Monday, June 20, 2011

Lou Volpe, Here and Now Review




Lou Volpe has an outstanding professional resume. He has appeared as a sideman with many great jazz and pop artists. A partial list includes Herbie Hancock, Chet Baker, Herbie Mann, Peggy Lee and the Manhattan Transfer. Volpe was a student of Sal Salvador and spent quite a bit of time in jam sessions with Les Paul.

Here and Now recording is largely original material. Titles include “Astral Island,” “Hear and Now,” “Live Wires” and “Blue Boppa.” “Prince Charming” is a straight-ahead shuffle blues and there is a nice Latin treatment of the classic jazz standard “Softly As In A Morning Sunrise.”

Volpe has a strong blues influence present in his phrasing. His tone is the very traditional and contains a familiar big and round hollow-body sound. His phrasing changes from ultra funky to be bop as the tune dictates. His single-note lines are well crafted and executed.

The surrounding cast on this recording is comprised of veteran jazz players. Onaje Allan Gumbs (piano), Bob Cranshaw (bass) and Buddy Williams (drums) provide the perfect backing for Volpe’s guitar work.

Fans of both Mainstream and Smooth Jazz should enjoy this effort by Volpe and company. There are enough different grooves here to appeal to each type of listener. Volpe has been around the Jazz Guitar scene for quite a while, and it’s a pleasure to see a new recording with him as the bandleader.

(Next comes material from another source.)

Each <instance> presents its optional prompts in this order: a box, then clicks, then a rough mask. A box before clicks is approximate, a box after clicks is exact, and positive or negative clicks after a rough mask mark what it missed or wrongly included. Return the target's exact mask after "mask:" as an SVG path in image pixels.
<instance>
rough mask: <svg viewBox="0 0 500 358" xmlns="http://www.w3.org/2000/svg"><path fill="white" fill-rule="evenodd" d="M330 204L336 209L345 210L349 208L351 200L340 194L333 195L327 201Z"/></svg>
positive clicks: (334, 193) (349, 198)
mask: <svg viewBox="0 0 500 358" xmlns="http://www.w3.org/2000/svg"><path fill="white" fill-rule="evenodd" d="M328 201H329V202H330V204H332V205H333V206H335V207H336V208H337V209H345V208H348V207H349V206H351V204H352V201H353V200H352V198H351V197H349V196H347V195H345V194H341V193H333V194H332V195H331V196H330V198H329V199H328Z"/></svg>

Maybe because I was raised around a family full of musicians, and many of them playing the guitar, I’m attracted to guitar based music, even though my own skills are minimal. I love the sound and the abilities and capabilities of each musician, and I appreciate a lot of it.
Perhaps this is why upon hearing Hear And Now by Lou Volpe, I hear a sense of home or a homecoming. No, Volpe doesn’t have (to my knowledge) any roots in Hawai’i, but I mean music that sounds like the comforts of home, in that he sounds comfortable in what and how he plays. Volpe has done session work and has played live with many musicians in his career, and this is just an additional thread in the fabric of sounds he has shared with the world.
Volpe may play jazz but he’s not limited to just jazz, nor is he a jazz purist like some musicians make themselves to be. On this album, he plays the hell out of his guitar but it’s not a blitzkrieg or anything. It’s just someone who loves to play and does so with incredible skill.
It goes back to some of the jazz guitarists of the 1960′s like Wes Montgomery and Pat Martino where the beauty in what he plays is, well, what he plays. I love the phrasing on this and how it feels like a casual conversation to whomever is willing to listen. This is the kind of jazz I could listen to all day, and the kind of jazz that may make your Sunday mornings even better.